Good developers copy, great developers deal

So you have big data? That don’t impress me much. Big data is caused by the knee-jerk reaction to copy and store all data that is coming your way.

I’ll outline a typical data process to illustrate how it works most of the times, why it’s bad and how to deal with data like a great developer.

Last week I moved to another apartment. Where I live you have to register your change of address into the “Municipal Personal Records Database”. So I did. The municipality will send your new address to the IRS and every other governmental organization that need your address.

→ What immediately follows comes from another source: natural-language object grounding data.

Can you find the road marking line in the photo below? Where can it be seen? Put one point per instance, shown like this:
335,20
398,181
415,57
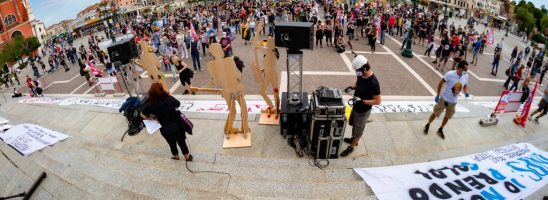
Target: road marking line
368,52
406,66
78,88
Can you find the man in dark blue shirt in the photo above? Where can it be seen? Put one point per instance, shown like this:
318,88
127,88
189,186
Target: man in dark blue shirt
367,93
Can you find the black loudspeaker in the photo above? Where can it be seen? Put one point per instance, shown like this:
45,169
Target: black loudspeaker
295,35
123,50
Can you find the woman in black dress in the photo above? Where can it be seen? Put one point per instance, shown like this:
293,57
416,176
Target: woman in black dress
161,106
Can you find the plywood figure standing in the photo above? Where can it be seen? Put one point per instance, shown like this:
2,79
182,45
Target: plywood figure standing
268,75
150,62
223,71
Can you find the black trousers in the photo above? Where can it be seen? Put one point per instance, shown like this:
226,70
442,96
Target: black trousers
176,138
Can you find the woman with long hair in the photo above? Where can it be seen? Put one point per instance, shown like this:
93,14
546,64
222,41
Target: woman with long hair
161,106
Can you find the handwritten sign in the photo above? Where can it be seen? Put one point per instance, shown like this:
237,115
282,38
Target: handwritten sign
409,106
28,138
510,172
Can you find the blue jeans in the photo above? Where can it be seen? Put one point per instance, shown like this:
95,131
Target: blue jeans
382,37
196,61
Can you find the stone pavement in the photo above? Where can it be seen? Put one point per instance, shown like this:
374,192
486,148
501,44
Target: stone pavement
323,66
94,164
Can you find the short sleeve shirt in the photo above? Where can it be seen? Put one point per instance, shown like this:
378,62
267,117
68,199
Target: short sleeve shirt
366,89
454,84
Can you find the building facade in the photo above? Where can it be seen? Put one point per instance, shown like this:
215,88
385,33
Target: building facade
15,20
490,7
457,7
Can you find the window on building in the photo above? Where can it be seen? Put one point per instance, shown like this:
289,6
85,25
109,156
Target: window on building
16,33
10,19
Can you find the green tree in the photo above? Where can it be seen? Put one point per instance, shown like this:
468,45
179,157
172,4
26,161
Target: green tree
525,19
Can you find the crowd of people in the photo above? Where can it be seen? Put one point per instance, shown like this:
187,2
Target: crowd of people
187,33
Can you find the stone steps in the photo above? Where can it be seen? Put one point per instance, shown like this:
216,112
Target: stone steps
164,172
53,185
139,182
64,182
12,179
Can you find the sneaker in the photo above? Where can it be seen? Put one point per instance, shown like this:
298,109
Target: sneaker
347,151
349,141
440,133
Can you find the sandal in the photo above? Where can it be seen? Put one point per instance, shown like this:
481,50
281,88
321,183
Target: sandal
190,158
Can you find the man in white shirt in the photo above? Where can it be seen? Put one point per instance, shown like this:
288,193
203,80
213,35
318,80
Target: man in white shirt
455,81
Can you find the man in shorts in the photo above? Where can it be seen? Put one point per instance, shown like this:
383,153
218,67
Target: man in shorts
542,106
455,81
367,89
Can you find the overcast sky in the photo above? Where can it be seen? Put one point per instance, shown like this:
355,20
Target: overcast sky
53,11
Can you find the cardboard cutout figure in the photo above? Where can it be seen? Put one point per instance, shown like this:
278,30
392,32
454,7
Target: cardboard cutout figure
150,62
268,75
223,72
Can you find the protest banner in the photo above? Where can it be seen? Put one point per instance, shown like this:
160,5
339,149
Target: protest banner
510,172
28,138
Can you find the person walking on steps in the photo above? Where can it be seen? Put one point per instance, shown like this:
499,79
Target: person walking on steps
367,89
542,106
162,107
455,81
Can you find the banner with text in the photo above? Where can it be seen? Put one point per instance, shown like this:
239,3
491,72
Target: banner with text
253,106
28,138
510,172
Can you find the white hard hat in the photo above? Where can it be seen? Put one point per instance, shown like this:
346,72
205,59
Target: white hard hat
358,62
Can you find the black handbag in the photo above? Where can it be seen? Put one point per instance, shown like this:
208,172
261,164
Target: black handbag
184,123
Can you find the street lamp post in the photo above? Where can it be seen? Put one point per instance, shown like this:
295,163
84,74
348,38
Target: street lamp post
408,52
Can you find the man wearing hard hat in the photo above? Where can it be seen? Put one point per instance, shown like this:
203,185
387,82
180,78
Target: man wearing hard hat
367,93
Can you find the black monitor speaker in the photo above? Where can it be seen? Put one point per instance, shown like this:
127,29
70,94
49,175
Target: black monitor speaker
123,50
295,35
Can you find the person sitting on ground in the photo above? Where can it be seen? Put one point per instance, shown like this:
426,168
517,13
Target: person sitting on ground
16,93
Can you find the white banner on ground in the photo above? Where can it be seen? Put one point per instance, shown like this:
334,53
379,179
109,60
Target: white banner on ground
409,106
510,172
28,138
3,121
253,106
107,103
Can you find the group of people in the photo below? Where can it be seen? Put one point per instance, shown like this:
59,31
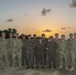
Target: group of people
40,51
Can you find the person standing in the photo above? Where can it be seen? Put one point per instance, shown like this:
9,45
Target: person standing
40,53
73,53
17,50
3,51
10,47
63,51
29,52
52,48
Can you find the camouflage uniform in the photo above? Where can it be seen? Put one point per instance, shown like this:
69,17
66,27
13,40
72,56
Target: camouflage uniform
40,54
69,48
62,46
3,52
57,54
73,52
24,53
29,53
10,49
17,51
45,51
35,41
52,49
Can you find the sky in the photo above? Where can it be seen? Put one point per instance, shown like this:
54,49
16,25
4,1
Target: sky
39,16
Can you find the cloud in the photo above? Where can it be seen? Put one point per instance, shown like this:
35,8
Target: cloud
47,30
63,28
73,4
45,11
26,14
10,20
68,27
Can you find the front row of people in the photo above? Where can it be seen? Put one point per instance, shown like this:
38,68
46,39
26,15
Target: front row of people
39,51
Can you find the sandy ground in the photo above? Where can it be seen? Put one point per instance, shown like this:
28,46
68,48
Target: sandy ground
23,71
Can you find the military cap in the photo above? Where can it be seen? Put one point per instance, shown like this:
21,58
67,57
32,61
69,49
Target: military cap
74,34
10,33
70,34
3,33
43,34
29,35
34,35
16,34
56,34
63,35
51,36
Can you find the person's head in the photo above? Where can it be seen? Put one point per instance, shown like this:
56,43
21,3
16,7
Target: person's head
62,36
56,35
51,38
40,39
3,34
71,36
74,35
16,35
24,37
34,36
29,36
10,35
43,35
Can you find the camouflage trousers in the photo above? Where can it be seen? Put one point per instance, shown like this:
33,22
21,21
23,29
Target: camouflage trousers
29,59
73,58
17,57
4,59
51,59
63,56
40,58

Then you have to guess everyone who maybe want to send you some stuff and tell them your new address. The funny thing is, you often don’t remember who these people are (i.e. your doctor and that uncle you didn’t spoke in a year).

This has a lot of disadvantages. To list a few:
– Storing my address in a lot of databases costs a lot of storage
– The data is always out of sync
– There are a lot of people responsible for safely storing my data
– I don’t know who knows where I live, which compromises my privacy
– It takes up to three weeks for all necessary people to know my new address

Ok, we get it. You shouldn’t move to new apartments too often.

No! That’s not what I meant. We should develop a new way of “storing” personal data. We should not store it, why don’t we borrow it instead.

Imagine your local bar. A good looking woman walks in the bar and asks for a drink. The owner of the bar asks for her ID. She gives her passport and the owner sees here data of birth. He calculates if she is allowed to get the drink and serves her the martini. In the meantime he also saw her name, her place of birth, the stamps in her passport etc. He doesn’t need that data, and the good looking woman can’t trust that the owner won’t tell anyone she was there.

The only thing the owner of the bar needed, was an answer to the question if the woman is allowed to drink. A simple yes or no would be enough.

You can do the same thing with my address. What if I store my own address. And when someone wants to send me something. They ask me what my current address is. Then all the disadvantages listed above would disappear.

Of course I’m very busy and don’t have time to answer the same question over and over again, so this process should be automated with a smart contract. I get to choose wether companies can see my address without manual permission. With all these organizations I sign an automated contract. For each new person or company I make a new contract.

This may sound like something that isn’t going to happen in the near future. But we have already built a prototype for Univé (a Dutch insurance company) to test out this way of working with data. And it’s possible.

It’s secure, it respects privacy, it’s instant and it’s scalable. Now it only works with an address. But what if you can do the same with renting out your car, make a contract with your neighbour to water the plants when on holiday or make a contract where the owner of the bar get’s a yes or no when he asks if you are allowed to drink?

Don’t copy and generate big data. Minimize information by using smart contracts and getting data from the source.